The defensive power of diversity in cybersecurity

There are plenty of barriers to entry for a career in cybersecurity — or so the workforce of today believes. At the (ISC)² Security Congress 2021 event, panelists noted that individuals are put off because they believe they need to have advanced technical abilities gained in further education.

Not only do such hurdles hinder equality, but they could also hamper an organization’s ability to defend against an attack.

There is a massive range of complex issues open to abuse by attackers. They don’t care how they gain access to an organization — just that they do. This ultra-pragmatic mindset liberates them and gives them purity of focus that transcends everything. Unbounded by factors such as group politics, gender, appearance, regulations, geographies and social standing, they don’t want a particular person for the job — they just want the best skills.

Take, for example, the dark markets where attackers scout for team members. Picking from an anonymized and globally dispersed talent pool, people are evaluated purely on capability. If someone with standing says you are the best malware distribution person, phisher or web app hacker, you get the job. No certificates required, no four-stage interviews to see if you have the same worldview as your colleagues — just a job.

This eliminates the subconscious hiring bias that counterparts on the defensive side of cyber are conditioned into. Education, certifications, years in the role, shared experiences: It is a puzzle made up of a vast number of pieces, many of which are largely irrelevant and limit the talent flowing into organizations to people who fit a certain “type.”

The way attackers work naturally breathes more diversity into their ranks. If the only qualification required is whether you can do the job, geography, economic background, gender, race and neurodiversity become non-issues.
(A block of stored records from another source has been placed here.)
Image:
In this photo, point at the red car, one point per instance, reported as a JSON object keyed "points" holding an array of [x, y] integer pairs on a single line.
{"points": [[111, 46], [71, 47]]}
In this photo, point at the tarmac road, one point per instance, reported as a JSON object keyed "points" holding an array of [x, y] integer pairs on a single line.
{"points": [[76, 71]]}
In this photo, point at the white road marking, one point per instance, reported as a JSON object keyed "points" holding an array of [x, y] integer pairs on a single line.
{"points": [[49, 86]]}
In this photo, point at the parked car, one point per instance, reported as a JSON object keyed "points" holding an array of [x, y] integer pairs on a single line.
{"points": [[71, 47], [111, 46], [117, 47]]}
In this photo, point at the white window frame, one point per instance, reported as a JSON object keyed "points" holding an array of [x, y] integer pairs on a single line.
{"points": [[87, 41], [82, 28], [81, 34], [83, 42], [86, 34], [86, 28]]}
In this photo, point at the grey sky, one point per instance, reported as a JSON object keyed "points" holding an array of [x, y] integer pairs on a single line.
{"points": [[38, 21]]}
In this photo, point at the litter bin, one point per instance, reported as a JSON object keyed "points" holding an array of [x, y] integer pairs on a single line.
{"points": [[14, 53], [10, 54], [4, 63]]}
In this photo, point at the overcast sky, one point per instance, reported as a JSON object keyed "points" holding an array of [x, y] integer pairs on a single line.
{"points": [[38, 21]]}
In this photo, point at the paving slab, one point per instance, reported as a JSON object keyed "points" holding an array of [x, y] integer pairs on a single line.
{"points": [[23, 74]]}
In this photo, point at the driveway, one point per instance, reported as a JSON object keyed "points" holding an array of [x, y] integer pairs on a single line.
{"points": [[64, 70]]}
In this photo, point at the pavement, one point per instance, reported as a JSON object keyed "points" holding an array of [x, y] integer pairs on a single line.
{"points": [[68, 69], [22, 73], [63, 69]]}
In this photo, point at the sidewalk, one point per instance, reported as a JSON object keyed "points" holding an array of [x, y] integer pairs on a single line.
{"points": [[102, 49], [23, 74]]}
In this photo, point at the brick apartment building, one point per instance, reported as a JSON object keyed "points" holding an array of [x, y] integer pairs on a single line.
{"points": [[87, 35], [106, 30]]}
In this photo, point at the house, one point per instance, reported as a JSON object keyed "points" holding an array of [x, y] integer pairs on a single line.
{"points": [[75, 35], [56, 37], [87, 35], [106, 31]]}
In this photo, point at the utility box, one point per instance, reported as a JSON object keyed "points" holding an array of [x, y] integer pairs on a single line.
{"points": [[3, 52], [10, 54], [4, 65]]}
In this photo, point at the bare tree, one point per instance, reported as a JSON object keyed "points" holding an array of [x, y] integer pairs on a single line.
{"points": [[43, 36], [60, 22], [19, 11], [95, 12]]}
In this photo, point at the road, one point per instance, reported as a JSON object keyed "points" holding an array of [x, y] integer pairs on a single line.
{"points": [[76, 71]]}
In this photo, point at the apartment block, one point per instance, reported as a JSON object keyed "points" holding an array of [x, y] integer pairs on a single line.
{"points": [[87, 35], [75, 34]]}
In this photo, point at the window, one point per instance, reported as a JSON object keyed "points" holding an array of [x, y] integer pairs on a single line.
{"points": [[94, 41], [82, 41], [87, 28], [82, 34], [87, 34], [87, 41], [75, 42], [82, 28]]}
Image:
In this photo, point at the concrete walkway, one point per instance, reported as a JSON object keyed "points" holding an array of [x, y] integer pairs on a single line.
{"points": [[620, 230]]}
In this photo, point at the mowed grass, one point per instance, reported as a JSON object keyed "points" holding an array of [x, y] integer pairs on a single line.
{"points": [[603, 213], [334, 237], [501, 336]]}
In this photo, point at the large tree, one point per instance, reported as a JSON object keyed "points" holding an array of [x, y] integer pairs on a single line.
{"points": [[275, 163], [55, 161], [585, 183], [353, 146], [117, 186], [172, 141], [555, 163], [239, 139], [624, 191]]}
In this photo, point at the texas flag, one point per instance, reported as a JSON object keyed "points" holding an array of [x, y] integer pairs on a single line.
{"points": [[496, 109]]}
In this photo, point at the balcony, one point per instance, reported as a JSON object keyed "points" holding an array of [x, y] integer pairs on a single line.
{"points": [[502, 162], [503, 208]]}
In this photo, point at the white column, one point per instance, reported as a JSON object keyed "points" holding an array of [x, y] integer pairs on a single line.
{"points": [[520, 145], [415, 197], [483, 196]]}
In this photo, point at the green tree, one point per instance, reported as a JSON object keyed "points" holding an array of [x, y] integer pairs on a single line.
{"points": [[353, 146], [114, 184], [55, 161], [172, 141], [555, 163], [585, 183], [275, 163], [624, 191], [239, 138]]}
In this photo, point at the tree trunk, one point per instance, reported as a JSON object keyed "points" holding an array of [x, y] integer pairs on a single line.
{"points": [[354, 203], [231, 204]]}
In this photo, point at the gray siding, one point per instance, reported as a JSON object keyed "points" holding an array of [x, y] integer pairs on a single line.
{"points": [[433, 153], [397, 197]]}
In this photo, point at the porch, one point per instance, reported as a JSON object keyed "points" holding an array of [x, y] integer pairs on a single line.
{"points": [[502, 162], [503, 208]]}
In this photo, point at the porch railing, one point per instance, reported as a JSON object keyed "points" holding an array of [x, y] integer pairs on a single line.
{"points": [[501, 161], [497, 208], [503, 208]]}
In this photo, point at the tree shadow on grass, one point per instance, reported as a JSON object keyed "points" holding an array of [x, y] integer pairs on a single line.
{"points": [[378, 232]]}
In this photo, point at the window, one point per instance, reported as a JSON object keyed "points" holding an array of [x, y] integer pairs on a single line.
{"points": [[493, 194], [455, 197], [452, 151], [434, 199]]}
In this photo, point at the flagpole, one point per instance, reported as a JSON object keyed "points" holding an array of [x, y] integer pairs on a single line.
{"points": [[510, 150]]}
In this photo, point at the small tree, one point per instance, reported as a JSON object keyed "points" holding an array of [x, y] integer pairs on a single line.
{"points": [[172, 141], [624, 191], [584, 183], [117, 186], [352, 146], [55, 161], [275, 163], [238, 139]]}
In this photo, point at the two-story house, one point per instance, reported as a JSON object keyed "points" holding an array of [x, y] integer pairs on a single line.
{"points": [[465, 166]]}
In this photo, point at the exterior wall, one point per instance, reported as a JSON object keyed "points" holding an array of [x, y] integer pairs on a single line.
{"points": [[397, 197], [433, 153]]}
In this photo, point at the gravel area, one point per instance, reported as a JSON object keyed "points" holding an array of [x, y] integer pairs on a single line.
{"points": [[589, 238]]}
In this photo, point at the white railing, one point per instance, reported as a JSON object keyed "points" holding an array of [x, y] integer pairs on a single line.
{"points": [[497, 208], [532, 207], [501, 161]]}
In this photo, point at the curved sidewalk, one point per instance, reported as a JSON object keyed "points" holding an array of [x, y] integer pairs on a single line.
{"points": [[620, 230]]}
This provides an edge. In cybersecurity, where success often relies on doing the unexpected, diversity of thought is a valuable weapon. If the defensive team is standardized, but the attack group is diverse, it has a larger pool of perspectives from which to draw.

Diversity as a defensive weapon

For this reason, the need to attract new and different types of talent in cybersecurity is crucial. It surfaces new types of thinking, which, in turn, provides problem-solving skills that could help regain the competitive advantage.

Diversity in defense is about bringing together a wealth of different perspectives, solutions, experiences and ideas, all of which are absolutely vital to keeping ahead of threats. Ultimately, cybersecurity needs an approach to diversity that’s as pragmatic as the attackers — one that focuses on breadth of skills first and does away with long lists of expensive certifications and qualifications.

We all have different ways of looking at things, which has a significant impact on the way we react in times of crisis. Put simply, one person could fail to see a solution that’s glaringly obvious to another. Studies have shown that diversity has a huge practical application to problem-solving in the workplace, as it brings a wealth of different knowledge, skills and judgment to the table. When organizations have this breadth of knowledge and thinking in crisis scenarios, it gives them the upper hand to fend off the sophisticated attackers that make up today’s environment of threats.

Prioritizing skills when hiring and retaining talent

We need to remove the myth in cybersecurity that candidates must tick off a range of qualifications and certifications if they hope to enter the industry or advance their careers.

Aside from the fact that certifications are made obsolete very quickly by the pace of the threat landscape, they are also out of reach of many people. This introduces an artificial barrier to entry that undermines diversity in cybersecurity.

Instead, why not copy the hackers? Hire based on the ability to do the job. Put candidates to the test to uncover unique problem-solving qualities and capabilities. Whether they have a piece of paper has no bearing on whether they can spot a vulnerable application at 50 paces.

HBR research suggests that unconscious biases underpin many hiring processes, pulling the wrong candidates into organizations’ recruiting funnels. This has to change because it holds defensive teams back by introducing the kind of flat approach to problem-solving that brings risk.

Encouraging new and different talent to join — and stay in — the field

As with many things in technology, new disruptive ways of thinking are required to address the problem. There is a need to instill platforms, funding, policies and processes that diversify the talent pool in cybersecurity, opening it up to as wide a range of backgrounds as possible.

Intelligence and law enforcement agencies are leading the way, keen to reclaim the edge from attackers. What started with the FBI grappling with whether to hire hackers who smoke cannabis in 2014 has turned into more formalized programs with open arms to diversity.

Organizations such as GCHQ, the U.K.’s signals intelligence agency, are leading the way by actively hiring neurodiverse individuals for their unique ability to spot patterns in data. As with anything in cyber, what starts in intelligence agencies has a knack of achieving mainstream adoption with those defending large corporations.

Those in cybersecurity need to recognize that diversity is about more than just equality. It is about optimizing defensive capabilities by having access to the widest possible range of problem-solving abilities. In a space defined by pragmatism, this means getting a head start on initiatives that measure and hire based on knowledge, skills and judgment — not pieces of paper.